The Best Italian Wineries


Italy might be home to dazzling countryside, but much of the landscape of Italy is manmade. Rugged hills and soaring blue skies frame the most impressive of all Italy’s landmarks – its rows of grape vines, marching off into the distance. Vineyards are easily one of the most impressive places to visit in Italy as they represent the true essence of life for many of Italy’s residents. Don’t forget that many of Italy’s vineyards are also home to artifacts as dazzling as any you’d find in Rome. No matter which wineries you choose to visit, the best time to plan a trip is the Cantine Aperte weekend in the end of May when there are many special events planned. If you’re not able to travel during this time, plan to call in advance to arrange a tour.

Ceretto Aziende Vitivinicole, Alba, Piedmont
Three generations of the Ceretto family has been making wine from the 140 hectares of family estate. The estate spans four villages in the Piedmont and makes some of the most impressive wines in the area. Among these you’ll find the young, easy Nebbiolo d’Alba, a slightly spicy and rich Barbaresco and the deep, earthy, complex Barolo. The vineyards are perfect rolling over hills and cemented by the farmhouses you’d be expecting. Be on the lookout for some decidedly contemporary aspects of this winery as well.

Villa Vignamaggio, Greve in Chianti, Tuscany
An impressive 14th century villa outside Greve in Chianti, Vignamaggio was built in the late Middle Ages. The model for Da Vinci’s Mona Lisa is thought to be a descendent of the family during the time of the Renaissance. The estate has been making exceptional wines for over six hundred years and today grape vines cover 52 hectares of the villa. Vignamaggio produces mostly Chianti Classico and Chianti Classico Riserva and Vinsanto.  One of the Riservas is aptly named Mona Lisa’s Castle, or Castello di Monna Lisa. When visiting the villa, be sure to walk through the lovely formal Italian gardens on site.

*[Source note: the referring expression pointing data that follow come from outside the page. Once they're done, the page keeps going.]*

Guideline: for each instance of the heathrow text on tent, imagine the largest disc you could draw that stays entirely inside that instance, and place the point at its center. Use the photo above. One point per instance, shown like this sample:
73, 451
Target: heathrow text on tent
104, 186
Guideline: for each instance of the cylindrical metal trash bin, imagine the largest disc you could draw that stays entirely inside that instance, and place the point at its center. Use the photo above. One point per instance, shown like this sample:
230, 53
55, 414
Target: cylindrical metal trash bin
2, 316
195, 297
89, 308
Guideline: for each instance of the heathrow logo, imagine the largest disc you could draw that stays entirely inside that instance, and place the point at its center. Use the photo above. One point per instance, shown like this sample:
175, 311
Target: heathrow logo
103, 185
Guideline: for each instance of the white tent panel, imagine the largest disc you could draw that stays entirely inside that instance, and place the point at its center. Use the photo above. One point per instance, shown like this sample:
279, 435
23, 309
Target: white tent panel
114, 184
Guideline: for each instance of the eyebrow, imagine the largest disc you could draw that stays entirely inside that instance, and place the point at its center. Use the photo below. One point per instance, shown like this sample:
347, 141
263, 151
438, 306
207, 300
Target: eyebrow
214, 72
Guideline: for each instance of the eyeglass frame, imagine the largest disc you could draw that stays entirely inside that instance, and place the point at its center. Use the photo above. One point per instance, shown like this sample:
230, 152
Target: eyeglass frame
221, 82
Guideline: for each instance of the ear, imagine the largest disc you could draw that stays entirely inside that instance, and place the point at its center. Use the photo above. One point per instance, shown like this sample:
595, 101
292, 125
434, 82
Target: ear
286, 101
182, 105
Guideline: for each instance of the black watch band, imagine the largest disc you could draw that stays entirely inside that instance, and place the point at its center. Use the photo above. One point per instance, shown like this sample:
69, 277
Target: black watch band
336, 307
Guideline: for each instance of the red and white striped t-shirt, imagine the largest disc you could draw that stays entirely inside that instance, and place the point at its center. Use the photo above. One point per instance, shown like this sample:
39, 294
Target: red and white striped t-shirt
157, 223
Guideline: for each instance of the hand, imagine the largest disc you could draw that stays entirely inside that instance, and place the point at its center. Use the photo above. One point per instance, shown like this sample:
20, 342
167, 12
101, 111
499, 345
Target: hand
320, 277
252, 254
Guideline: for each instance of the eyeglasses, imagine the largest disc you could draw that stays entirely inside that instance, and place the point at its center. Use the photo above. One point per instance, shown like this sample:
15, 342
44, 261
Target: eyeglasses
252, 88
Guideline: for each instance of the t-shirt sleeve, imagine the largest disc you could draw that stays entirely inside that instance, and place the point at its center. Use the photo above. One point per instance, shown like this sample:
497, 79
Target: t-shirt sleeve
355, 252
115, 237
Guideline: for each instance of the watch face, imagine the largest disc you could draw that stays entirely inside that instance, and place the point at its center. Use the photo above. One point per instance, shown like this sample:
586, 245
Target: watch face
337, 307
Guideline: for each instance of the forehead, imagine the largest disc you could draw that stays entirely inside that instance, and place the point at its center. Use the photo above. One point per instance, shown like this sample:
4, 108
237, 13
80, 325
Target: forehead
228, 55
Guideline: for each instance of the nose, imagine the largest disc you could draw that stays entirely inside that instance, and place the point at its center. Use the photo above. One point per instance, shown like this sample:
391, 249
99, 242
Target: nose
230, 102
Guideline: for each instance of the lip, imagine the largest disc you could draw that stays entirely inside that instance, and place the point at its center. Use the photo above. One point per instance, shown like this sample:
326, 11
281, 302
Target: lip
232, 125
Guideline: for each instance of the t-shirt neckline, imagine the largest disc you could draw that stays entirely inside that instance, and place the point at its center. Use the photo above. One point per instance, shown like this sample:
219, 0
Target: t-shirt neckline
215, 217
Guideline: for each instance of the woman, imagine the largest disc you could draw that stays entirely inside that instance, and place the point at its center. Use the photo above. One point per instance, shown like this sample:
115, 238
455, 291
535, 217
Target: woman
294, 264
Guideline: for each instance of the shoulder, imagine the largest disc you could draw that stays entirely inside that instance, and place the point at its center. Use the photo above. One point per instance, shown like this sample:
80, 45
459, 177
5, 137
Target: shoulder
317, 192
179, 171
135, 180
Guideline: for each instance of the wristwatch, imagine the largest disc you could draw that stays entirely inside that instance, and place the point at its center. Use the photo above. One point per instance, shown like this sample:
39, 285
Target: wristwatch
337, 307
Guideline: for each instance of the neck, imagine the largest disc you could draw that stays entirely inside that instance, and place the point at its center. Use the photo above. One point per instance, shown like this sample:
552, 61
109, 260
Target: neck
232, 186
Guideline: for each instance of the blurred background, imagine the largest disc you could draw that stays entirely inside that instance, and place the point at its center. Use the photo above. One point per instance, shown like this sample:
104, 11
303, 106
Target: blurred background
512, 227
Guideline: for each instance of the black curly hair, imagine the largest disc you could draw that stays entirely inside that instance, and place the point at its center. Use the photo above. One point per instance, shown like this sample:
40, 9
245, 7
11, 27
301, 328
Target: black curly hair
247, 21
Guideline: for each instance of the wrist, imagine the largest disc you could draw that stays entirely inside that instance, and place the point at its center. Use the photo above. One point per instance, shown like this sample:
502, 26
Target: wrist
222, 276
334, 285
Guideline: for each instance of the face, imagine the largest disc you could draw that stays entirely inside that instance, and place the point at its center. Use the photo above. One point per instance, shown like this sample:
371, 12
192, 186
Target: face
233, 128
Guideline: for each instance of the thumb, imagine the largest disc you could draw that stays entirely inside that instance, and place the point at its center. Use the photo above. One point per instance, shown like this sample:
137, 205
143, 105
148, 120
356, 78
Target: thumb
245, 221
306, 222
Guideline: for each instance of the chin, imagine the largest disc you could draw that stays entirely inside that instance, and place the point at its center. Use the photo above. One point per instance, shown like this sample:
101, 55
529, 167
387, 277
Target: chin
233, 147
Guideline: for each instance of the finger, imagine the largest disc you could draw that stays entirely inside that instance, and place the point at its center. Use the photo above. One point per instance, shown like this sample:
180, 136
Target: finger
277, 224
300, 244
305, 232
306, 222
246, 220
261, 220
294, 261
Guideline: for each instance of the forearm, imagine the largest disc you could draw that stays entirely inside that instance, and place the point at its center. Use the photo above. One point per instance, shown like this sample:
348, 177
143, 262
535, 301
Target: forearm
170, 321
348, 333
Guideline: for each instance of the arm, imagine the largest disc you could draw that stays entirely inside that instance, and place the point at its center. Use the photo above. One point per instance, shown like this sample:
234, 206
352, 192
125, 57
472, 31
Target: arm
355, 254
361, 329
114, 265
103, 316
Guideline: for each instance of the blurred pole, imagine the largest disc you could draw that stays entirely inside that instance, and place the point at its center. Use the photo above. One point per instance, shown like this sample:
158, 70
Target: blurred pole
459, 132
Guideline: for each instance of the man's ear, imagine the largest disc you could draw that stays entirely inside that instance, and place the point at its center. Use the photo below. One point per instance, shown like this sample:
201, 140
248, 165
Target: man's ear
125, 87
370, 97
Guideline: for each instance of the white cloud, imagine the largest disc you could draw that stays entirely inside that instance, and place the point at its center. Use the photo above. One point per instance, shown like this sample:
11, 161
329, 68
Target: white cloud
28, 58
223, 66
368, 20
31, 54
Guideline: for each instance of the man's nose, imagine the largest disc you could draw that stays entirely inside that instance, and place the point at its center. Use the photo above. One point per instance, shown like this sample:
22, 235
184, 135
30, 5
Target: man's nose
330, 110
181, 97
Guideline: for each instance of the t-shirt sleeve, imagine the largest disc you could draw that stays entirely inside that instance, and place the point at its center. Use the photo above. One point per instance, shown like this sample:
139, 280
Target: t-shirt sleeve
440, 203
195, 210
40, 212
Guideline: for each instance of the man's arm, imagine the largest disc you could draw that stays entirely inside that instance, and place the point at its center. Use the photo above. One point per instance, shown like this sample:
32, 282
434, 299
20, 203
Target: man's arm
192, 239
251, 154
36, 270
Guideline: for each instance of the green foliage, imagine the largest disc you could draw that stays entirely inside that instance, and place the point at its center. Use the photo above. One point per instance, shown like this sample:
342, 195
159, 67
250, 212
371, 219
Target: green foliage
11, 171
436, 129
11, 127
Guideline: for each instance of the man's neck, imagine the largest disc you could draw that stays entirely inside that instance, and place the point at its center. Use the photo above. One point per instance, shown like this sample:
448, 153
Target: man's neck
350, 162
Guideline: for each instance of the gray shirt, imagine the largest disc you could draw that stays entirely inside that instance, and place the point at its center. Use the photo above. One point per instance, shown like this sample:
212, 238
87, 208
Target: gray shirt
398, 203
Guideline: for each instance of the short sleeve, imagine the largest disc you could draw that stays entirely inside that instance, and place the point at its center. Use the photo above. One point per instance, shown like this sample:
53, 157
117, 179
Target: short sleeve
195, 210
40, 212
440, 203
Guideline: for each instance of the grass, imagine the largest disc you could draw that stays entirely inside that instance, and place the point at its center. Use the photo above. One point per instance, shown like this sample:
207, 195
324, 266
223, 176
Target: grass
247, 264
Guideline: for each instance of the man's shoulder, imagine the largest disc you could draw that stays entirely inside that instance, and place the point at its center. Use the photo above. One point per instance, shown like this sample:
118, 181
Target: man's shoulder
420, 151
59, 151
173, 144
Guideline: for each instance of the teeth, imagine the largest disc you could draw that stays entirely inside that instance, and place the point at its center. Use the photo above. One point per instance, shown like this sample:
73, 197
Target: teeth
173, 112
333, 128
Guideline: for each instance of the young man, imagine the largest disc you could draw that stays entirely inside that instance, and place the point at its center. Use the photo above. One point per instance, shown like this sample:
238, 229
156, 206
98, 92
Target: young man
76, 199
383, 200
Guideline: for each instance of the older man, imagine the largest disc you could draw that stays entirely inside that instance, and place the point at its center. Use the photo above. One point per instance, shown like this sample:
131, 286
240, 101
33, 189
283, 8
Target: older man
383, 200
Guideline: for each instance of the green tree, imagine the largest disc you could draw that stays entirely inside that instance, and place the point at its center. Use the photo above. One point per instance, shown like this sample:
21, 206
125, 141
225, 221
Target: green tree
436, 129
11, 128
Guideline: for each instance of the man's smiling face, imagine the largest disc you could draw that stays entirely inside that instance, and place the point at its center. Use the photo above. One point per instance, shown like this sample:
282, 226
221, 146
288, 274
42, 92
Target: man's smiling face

Planeta’s Cantina dell’Ulmo, Sambuca di Sicilia, Sicily
In the last ten years, Sicily has become a success in wines with Planea leading the way. The family almost developed the current desire for the rich Nero D’Avola grapes that grow on the island. The Planet family has lived next to ancient ruins on the island since the 17th century, but in 1995, three young members of the family created the modern legacy. Today the family has five wineries, with the original – the Cantina di Ulmo – a lovely spot to visit near the original family home.